Cet accord nous permettra enfin d’apporter une réponse forte et homogène aux questions qui occupent depuis trop longtemps nos esprits et nos débats à l’échelle nationale. Parmi ces serpents de mer, je citerai notamment la taxe carbone européenne aux frontières et une ressource issue du système d’échange révisé de quotas d’émissions, qui viendront en soutien de notre politique de transition écologique et climatique.

Je pense aussi à une taxe sur les services numériques et à une harmonisation de l’impôt sur les sociétés pour lutter contre le dumping fiscal et rétablir une forme de justice fiscale.

Je pense enfin à une taxe sur les transactions financières, la fameuse « TTF », sujet bien plus complexe qu’il n’y paraît et sur lequel il faut faire preuve de discernement selon la nature des ordres visés. Cette taxe, qui existe déjà dans différents pays, mérite un travail approfondi d’harmonisation afin de ne pas pénaliser les transactions elles-mêmes.

Et parce que ces différents prélèvements serviront à la relance, à renforcer nos secteurs stratégiques, à consolider notre marché, à mettre en œuvre la transition numérique et le verdissement de nos économies, nous n’aurons plus l’excuse du manque de financement. Nous sommes quelque part condamnés à réussir, mais encore faut-il en avoir la volonté commune, car il y va de notre avenir à tous. Tout l’enjeu se situe désormais dans la mise en œuvre de cet objectif. Les difficultés ne manquent pas, je vous l’accorde.

En ce qui concerne la ressource issue du système européen d’échange de quotas d’émission de carbone, le niveau de sa recette dépendra du niveau de mutualisation des recettes aujourd’hui perçues par les États membres à l’échelon national.

Quant à la taxe sur le secteur numérique, son rendement dépendra de ses modalités d’application et de l’assiette retenue.
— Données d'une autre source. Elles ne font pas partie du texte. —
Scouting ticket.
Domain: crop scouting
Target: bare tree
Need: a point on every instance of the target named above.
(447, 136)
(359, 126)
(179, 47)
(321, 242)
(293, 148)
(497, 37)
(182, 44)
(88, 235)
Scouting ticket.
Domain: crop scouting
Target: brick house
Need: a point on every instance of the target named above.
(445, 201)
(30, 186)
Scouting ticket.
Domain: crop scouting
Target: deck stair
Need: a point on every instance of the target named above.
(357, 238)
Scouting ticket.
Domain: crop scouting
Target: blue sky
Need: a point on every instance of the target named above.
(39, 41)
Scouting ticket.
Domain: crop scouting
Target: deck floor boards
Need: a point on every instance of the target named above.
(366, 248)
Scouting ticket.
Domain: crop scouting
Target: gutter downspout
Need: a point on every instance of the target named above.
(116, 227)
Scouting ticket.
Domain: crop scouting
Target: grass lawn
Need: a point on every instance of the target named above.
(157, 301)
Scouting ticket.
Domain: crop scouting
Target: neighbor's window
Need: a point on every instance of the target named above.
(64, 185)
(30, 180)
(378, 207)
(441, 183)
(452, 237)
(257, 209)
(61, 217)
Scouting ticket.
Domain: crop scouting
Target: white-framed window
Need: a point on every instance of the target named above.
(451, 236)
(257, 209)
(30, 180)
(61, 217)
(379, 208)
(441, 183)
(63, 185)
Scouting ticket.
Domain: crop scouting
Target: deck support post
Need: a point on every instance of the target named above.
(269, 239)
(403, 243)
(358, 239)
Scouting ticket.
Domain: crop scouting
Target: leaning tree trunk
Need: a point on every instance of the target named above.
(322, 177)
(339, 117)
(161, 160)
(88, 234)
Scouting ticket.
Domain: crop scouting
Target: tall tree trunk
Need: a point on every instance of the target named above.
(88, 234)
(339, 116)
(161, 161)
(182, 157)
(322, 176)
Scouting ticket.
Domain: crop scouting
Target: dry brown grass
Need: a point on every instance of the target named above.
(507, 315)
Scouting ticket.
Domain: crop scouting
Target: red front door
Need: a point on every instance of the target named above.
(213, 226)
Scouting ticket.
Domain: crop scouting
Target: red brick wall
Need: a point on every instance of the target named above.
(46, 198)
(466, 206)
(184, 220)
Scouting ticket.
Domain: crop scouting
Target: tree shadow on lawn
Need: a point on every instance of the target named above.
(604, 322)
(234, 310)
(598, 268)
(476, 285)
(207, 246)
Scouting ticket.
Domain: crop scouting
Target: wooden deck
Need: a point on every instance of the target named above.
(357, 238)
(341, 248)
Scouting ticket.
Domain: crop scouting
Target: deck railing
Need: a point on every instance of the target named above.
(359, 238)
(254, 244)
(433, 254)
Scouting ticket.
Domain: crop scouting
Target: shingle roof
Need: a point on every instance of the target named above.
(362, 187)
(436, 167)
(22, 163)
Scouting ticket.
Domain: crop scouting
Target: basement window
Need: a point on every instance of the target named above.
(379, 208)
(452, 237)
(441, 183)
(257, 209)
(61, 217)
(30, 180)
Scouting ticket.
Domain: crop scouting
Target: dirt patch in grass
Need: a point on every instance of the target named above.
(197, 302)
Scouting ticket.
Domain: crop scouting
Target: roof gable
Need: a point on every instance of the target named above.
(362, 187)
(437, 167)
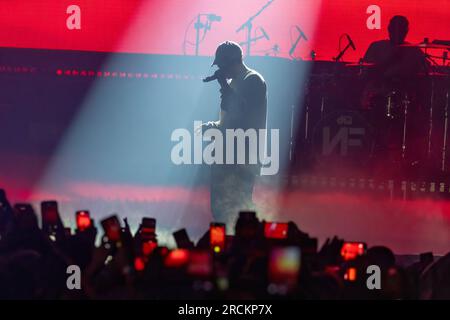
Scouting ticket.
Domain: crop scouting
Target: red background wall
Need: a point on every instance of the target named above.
(158, 26)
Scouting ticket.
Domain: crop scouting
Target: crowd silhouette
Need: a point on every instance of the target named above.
(262, 260)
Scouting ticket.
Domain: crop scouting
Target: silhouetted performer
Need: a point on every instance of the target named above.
(392, 57)
(243, 106)
(398, 72)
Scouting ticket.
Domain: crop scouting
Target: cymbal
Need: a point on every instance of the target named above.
(363, 64)
(426, 46)
(433, 74)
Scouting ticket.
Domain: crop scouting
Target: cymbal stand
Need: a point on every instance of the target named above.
(444, 146)
(406, 103)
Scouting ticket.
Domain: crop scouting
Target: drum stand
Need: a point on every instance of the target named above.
(430, 127)
(405, 102)
(444, 146)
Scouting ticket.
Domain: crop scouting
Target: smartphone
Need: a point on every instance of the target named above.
(275, 230)
(83, 218)
(177, 258)
(426, 257)
(149, 223)
(217, 237)
(247, 215)
(350, 274)
(200, 264)
(148, 229)
(50, 215)
(182, 239)
(112, 228)
(351, 250)
(284, 266)
(148, 246)
(20, 208)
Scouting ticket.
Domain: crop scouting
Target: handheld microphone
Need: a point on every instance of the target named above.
(350, 42)
(265, 34)
(301, 33)
(210, 78)
(213, 17)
Rappelons que la Commission européenne avait estimé, en 2018, qu’une taxe sur les services numériques, dans une forme analogue à celle qui a été mise en œuvre en France, pourrait générer entre 1, 6 et 7, 8 milliards d’euros de recettes annuelles, selon le taux envisagé.

L’Europe a montré sa capacité à résister, à fédérer, à protéger et à dépasser certains de ses dogmes. Pour que ce plan de relance devienne réalité, nous devons approuver la décision relative au système de ressources propres de l’Union européenne. Il est nécessaire que les fonds accordés à la France dans le cadre de son plan de relance soient rapidement engagés et déployés sur le terrain.

Ce plan se traduit concrètement et efficacement dans tous nos territoires, en lien étroit avec les acteurs économiques, les préfets et les élus locaux. Il ne s’agirait pas de nous couper dans notre élan.

Ce plan inédit va améliorer concrètement la vie des Françaises et des Français, dans tous les territoires. Il va aider nos artisans, nos commerçants, nos chefs d’entreprise.

Il permet également de coordonner l’accélération des transitions écologique et numérique, d’engager un grand plan de rénovation thermique des bâtiments, d’accompagner la création d’emplois et d’ouvrir de nouvelles formations.

Mes chers collègues, vous l’aurez compris, notre vote aujourd’hui est plus qu’une décision économique et financière : il a valeur d’assentiment sur ce que nous voulons vraiment faire de l’Europe. À l’heure où le repli sur soi peut apparaître à certains comme une solution, il n’est point nécessaire de pousser l’analyse pour comprendre que l’Union européenne doit constituer une unité politique.